To: Rusty Johnson who wrote (1528)5/10/1999 10:19:00 PM
From: Rusty Johnson  Read Replies (1) | Respond to of 2615
 
Linux's Threat to Microsoft

Red Herring magazine

Jason Pontin's changing his tune (slightly).

From the editor ...

Microsoft's challenge has been to reproduce the strange ecology of Windows on the Internet. For while most desktop and server systems in local area networks (LANs) once used Microsoft Windows, and therefore all software developers wrote for Windows, on the Internet most servers are not Windows, most desktops are non-proprietary browsers, and developers write software that can easily find a home on any host. In order to turn the Internet into one great Microsoft LAN, the company requires a share of the Internet server market similar to its share of LAN servers.

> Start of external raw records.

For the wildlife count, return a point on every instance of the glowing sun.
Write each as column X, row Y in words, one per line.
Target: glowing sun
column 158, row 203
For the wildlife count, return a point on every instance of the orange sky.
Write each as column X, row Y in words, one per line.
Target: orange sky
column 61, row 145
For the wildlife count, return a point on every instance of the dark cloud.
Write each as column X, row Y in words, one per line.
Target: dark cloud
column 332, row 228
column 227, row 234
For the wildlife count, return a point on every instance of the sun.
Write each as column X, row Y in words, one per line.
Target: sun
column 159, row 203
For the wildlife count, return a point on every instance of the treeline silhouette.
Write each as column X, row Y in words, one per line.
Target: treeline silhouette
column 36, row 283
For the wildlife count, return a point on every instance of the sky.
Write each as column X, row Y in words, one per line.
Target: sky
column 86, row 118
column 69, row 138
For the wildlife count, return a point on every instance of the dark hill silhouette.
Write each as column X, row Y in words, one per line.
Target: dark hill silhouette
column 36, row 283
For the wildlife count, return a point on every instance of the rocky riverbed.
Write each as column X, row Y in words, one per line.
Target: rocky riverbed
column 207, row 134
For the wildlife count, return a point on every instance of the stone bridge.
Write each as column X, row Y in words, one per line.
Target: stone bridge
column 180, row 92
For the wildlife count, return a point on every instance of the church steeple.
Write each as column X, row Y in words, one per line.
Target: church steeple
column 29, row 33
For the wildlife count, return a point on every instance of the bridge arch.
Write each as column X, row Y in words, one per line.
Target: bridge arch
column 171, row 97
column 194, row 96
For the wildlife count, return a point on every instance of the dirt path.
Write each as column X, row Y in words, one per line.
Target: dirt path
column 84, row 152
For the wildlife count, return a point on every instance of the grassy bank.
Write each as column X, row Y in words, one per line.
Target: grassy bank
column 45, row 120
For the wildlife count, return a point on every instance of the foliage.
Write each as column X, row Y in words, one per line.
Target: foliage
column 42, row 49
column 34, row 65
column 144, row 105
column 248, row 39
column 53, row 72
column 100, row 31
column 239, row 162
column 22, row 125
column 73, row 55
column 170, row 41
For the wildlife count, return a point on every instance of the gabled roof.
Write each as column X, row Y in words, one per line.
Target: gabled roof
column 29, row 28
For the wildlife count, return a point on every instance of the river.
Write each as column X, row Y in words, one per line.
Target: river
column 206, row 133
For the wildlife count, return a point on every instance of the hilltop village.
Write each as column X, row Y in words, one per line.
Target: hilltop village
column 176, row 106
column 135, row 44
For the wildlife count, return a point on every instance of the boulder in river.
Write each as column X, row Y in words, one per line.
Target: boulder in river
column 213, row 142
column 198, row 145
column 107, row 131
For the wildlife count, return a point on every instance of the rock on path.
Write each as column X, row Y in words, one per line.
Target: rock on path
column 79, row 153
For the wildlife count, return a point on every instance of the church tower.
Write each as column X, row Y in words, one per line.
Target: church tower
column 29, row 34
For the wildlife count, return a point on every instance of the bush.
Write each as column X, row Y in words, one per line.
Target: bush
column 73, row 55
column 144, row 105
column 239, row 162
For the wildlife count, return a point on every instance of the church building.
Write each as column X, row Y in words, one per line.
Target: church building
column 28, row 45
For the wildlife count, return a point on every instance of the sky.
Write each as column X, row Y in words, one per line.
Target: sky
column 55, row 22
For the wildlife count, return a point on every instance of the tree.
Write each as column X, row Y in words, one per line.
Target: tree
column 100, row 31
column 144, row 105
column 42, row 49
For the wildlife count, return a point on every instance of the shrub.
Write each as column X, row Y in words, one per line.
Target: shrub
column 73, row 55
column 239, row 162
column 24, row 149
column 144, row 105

Then Internet developers would write server applications that ran only on Windows, and Web developers would design sites that took advantage of specific features in Windows.

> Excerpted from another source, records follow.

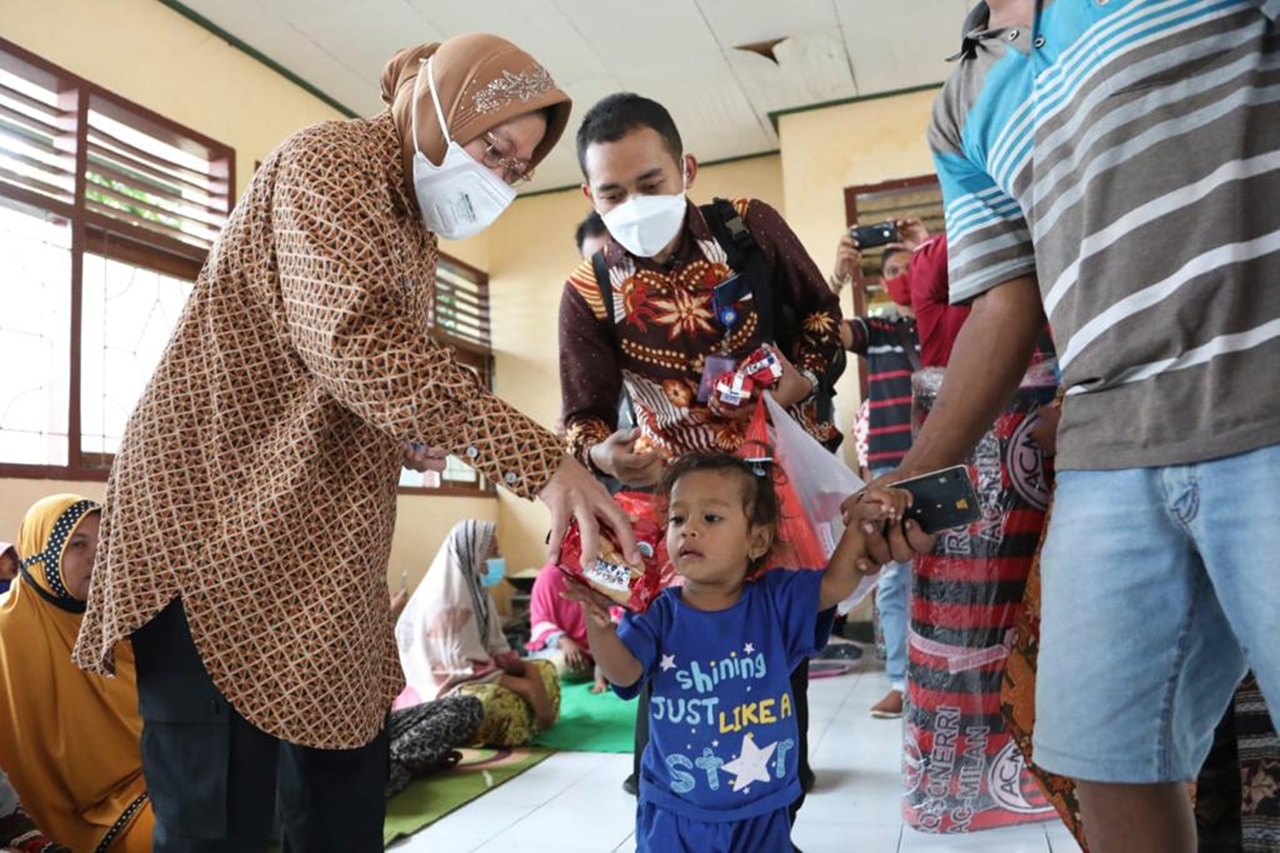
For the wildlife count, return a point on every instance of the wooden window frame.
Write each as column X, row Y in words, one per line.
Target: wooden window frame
column 91, row 232
column 476, row 355
column 95, row 233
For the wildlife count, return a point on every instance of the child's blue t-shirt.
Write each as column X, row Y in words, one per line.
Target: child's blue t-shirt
column 722, row 729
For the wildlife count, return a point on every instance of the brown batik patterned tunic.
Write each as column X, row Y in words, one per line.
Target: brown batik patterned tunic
column 664, row 328
column 257, row 474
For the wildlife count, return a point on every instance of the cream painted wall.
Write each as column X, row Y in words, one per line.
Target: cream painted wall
column 152, row 55
column 826, row 150
column 531, row 252
column 141, row 50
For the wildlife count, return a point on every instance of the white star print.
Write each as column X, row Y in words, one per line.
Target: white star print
column 752, row 765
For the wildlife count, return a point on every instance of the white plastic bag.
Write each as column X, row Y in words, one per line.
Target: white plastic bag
column 822, row 482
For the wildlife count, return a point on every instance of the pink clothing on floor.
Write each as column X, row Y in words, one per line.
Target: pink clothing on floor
column 549, row 614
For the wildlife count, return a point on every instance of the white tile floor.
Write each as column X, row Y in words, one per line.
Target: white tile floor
column 575, row 801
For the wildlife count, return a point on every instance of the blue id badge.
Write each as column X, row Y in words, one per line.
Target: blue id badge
column 726, row 297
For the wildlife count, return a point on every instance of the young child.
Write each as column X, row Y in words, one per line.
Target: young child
column 720, row 769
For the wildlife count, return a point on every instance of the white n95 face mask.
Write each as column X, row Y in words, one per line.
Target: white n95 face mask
column 645, row 224
column 460, row 197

But the success of Linux means that this will probably never happen. In Linux, the Internet has found an OS commensurate with its needs. Like Unix, on which it is based, and unlike Windows, Linux is, in the jargon of the industry, scalable and robust. It offers the benefits of open-source development: the nearly continuous improvement of a program by its most enthusiastic users. People want to use it. Together with Unix OSs, Linux means that Windows' share of the server market will never be overwhelming, and developers will write Internet applications, not Windows applications.

The world will be very different. Microsoft will remain among the largest software vendors, but it will no longer be a company with special, impregnable advantages and a guaranteed income from the sale of Windows and Windows software.

To argue that Microsoft is in trouble may seem perverse. At $429 billion, it is the best-capitalized company in the world (Nasdaq:MSFT). But often, empires are in decline when to contemporaries they seem strongest.

Whether Red Hat can make money is a subject for another column.


Jason's apparently been reading our thread. He's learning.